Second, as I stated before, Lariel's main landmass is a supercontinent, thousands of miles wider than North America.  The distance between Lihn City and Oasis is roughly the distance between New York City and L.A.  That said, Lariel is slightly smaller than Earth, and its year is shorter than our own.

Third, the resemblance to America is unintentional, but not undesired.  The Champion's message is in many ways an American one, and if the reader is reminded of the United States by the map of Lariel, so much the better.

I wanted to write a Fantasy story that reverses a few of the classic cliches, the foremost being that Fantasy stories are always about a seemingly powerless individual whose choices radically change the entire world.  While those stories are great and very necessary, I wanted to focus on power and responsibility.  Like America, my hero is very powerful.  He has a responsibility to use his power for the benefit of others, but, initially, he does not want to change the way he is leading his life.  He likes the status quo.  He is not a bad man; indeed, he is a very good man.  He is prepared to make any sacrifice for his family and friends.  But he is not yet willing to make sacrifices for strangers, and that is what he is called to do.  It seems to me that America is much the same.

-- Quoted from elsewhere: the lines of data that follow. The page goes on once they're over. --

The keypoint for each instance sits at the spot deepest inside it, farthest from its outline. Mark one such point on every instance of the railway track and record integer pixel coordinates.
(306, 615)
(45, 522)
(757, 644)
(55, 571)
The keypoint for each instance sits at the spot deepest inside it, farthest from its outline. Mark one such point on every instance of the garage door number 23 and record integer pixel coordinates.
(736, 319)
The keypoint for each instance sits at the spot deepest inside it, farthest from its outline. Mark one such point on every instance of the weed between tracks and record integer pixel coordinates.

The second cliche I wanted to avoid was the coming of age story.  My hero is not a boy becoming a man.  He his a man fulfilling his responsibilities, embracing his vocation.  He has an adventure, makes new friends, and learns wisdom, yes, but he does so as an adult.  In a similar way, I think that America has come of age, and it is time for it to embrace its true vocation.

The last cliche I wanted to avoid (as far as this post is concerned) was the story about the hero winning the heart of his beloved by the end of his adventure.  That's why my novel starts with a wedding.  The hero is not just winning a woman's heart; he is making a covenant with her.  In this way the story belongs just as much to the heroine as it does to the hero.  Indeed, it is not about one or the other, but about them together doing what they are called to do.  It seems that we have lost that sense here in America: that a wedding is not just the end of an adventure, but the beginning of a new mission.  Marriage is the work of a lifetime.  Two lifetimes, in fact.  I may be unmarried, but I understand that marriage is not merely what our culture says it is: a mutually advantageous economic arrangement that has something to do with feelings and sex and maybe kids. It is the binding of love that sets love free.  It is a wild journey through a mysterious land.  It is not the saving of a kingdom, but the founding of one.

So, if you think that The Champion is commenting on America, you are right!  My thoughts about this nation have influenced the narrative, and its message is aimed at the average American.  Is The Champion an allegory for America in some way?  Nope.  But there is a moral to it, one that I think this nation should put into practice.